Cinematographer Robert Krasker was responsible for making the centerpiece trapeze scenes so thrilling. Shooting from above in the rafters, and upwards from below the net, he fully captured the vertigo-inducing sense of height and danger.

When the film was released, much was made of Lancaster using his circus background to perform his own stunts.

‘To make it real,’ Lancaster said on The Ed Sullivan Show, ‘with all the excitement and tension it deserved, nothing could be faked. No movie magic. Everything had to be real. And it was.’

Coached by Eddie Ward Jr, who came from a longstanding trapeze family, The Flying Wards, Lancaster did almost everything except Ribble’s triple somersault. Fittingly, that stunt was performed by Lancaster’s old circus partner, Nick Cravat.  


Lancaster and Cravat maintained a lifelong friendship and appeared in nine films together, beginning with the swashbuckling pirate adventure The Flame and the Arrow (1950).

Although Ringling Brothers circus trapeze artist Fay Alexander did the triple for Curtis (with Ward as his catcher), the actor did as many physical scenes as possible. 

‘I felt they were integral to the part,’ Curtis said. ‘Having a double is like having someone else do your voice. When an actor can do as much of his own action stuff as possible, his body language stays the same. A double can’t do that.’

In a fencing scene in his previous picture, The Purple Mask (1955) Curtis was hit in the cheek by a sword.

‘I spat out a mouthful of blood and they didn’t even stop shooting,’ he told Clive James decades later.

Attesting to the danger of circus tricks, Lollobrigida’s first stunt double, Sally Marlowe, had to retire from the shoot after breaking her nose. Willy Krause took over. Some online articles claim an unnamed stunt woman died in a 40’ fall, but that is believed to be an internet myth.
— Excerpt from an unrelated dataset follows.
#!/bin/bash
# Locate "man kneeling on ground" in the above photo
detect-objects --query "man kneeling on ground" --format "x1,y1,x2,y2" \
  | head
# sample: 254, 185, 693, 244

The cutting between doubles and actors is slick enough to go unnoticed by anyone caught up in the drama and dazzled by the camera angles – although The New York Times’ eagle-eyed critic Bosley Crother noted a continuity error in his review: ‘Lollobrigida's double is seen flying through the air in a green costume. The next shot of the actress has her grabbing the hands of Mr. Lancaster and wearing a brown-and-white striped number.’

Well caught, Mr Crother!

Promoting the film on The Ed Sullivan Show, Lancaster did a handstand while Curtis clowned around.

‘What we’re all dying to know,’ Sullivan asked, “is what exactly has Lollobrigida really got?’
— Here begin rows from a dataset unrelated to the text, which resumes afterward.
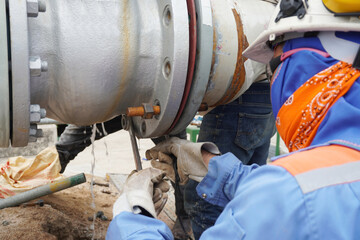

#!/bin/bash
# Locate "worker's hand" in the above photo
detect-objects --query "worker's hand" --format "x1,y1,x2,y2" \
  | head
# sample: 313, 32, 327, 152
146, 137, 220, 185
113, 168, 170, 218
‘A husband,’ Lancaster and Curtis deadpanned in unison.

The critics weren’t universally impressed.

Crother’s scathing review in The New York Times dismissed the ‘dismally obvious and monotonous story’, and added, ‘Mr. Lancaster is dreary and Mr. Curtis is simply juvenile.’

Variety, however, called the flick ‘high-flying screen entertainment equipped with circus thrills and excitement. Reed’s direction loads the aerial scenes with story suspense for even more thrill effect.’

Distributed by United Artists to 400 US cinemas, Trapeze recouped its $4 million budget in its first week and went on to be the third highest-grossing film of 1956, with $15.5 million in the bank. In the UK it was the fourth most popular film of the year.

Lancaster won a Silver Bear for Best Actor at the Berlin International Film Festival, and Reed was nominated for best director by the Directors Guild of America.

Seventy years on, Trapeze remains compelling, if not so much for the overheated love triangle than the sumptuous visuals and thrilling acrobatics. You’ll quite simply never have a better night at the circus.